Historically, the Mississippi River has been prone to overflowing its banks and flooding nearby cities and states. After the Great Flood of 1927, the U.S. Army Corp of Engineers was tasked with building levees and spillways in an attempt to control and mitigate the destructive effects of the flooding. By 1931, the Bonnet Carre Spillway was completed to divert excess water into nearby Lake Pontchartrain and the Mississippi Sound. The spillway has 350 gated bays that can be opened or closed by cranes operating on the 1.5-mile weir crossing the floodway. Since the end of its construction, the spillway has been opened 14 times, most recently in 2019.
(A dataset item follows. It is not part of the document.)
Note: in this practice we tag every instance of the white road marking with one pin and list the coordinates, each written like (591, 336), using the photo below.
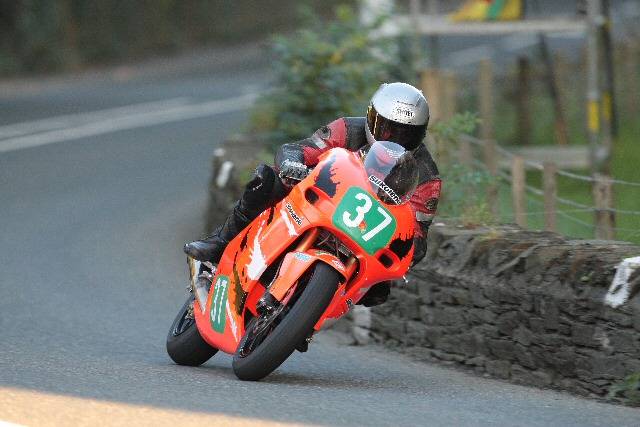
(68, 120)
(620, 288)
(131, 121)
Beginning in February 2019, the U.S. Army Corps of Engineers opened Louisiana’s Bonnet Carre Spillway twice for a total of 123 days in order to prevent flooding in low-lying New Orleans. Before that, the record was held by the 75-day opening in April 1973. While New Orleans and the rest of Louisiana were spared, these long 2019 openings had terrible effects on the state of Mississippi. When the spillway began diverting to Lake Pontchartrain and the Mississippi Sound, the millions of gallons of water flowing into Lake Pontchartrain soon spilled over into the Sound. But it wasn’t just water that flooded into the Sound, it was also fertilizer and sediment, which became catalysts for disaster.
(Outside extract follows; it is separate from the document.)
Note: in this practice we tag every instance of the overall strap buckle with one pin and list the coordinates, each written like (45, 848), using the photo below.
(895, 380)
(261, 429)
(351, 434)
By the time the spillway closed in August 2019, there had already been a disastrous domino effect on Mississippi’s economic and environmental state. Since the Mississippi Sound is a saltwater body, the freshwater intrusion disrupted the balance of the environment. The fertilizer runoff further exacerbated this issue and caused blue-green algae blooms, which are a highly toxic health hazard. According to the New York State Department of Health, “Exposure to high levels of blue-green algae and their toxins can cause diarrhea, nausea or vomiting; skin, eye, or throat irritation; and allergic reactions or breathing difficulties.” Additionally, drinking any water contaminated by blue-green algae may cause liver problems in both humans and animals. Because of the environmental disruption, Mississippi’s seafood crops took massive hits. In September 2019, the Department of Marine Resources estimated 95% of the oyster population had died from too low of a salinity level, which ended oyster harvests for the rest of the year. Additionally, the shrimp harvest decreased by 85% and the crab harvest dropped by 35-40%. This is incredibly economically devastating, especially since Mississippi is reportedly America’s poorest state. But perhaps worst of all was the fact that Mississippi was not alerted by the Army Corps of Engineers about the spillway openings.
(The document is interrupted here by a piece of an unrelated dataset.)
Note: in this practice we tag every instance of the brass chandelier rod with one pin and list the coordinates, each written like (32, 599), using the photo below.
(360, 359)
In December 2019, the state of Mississippi filed a federal civil lawsuit against the Army Corps of Engineers because of the “unprecedented devastation upon the Mississippi Sound,” finally making years-long tensions public. In the months that have followed, some have argued that a flood control plan from the 1920s is outdated and doesn’t accommodate the needs of 21st century environments. Others argued that the Corps of Engineers were stuck in a no-win situation and had no other choice but to open the Bonnet Carre. Fortunately, officials from both Mississippi and the Army Corps of Engineers will be meeting in June 2020 to try and work out better solutions for the future. But ultimately, the 1928 Flood Control Act by which the Corps operates will have to be changed to lessen future negative impacts on Mississippi’s environment.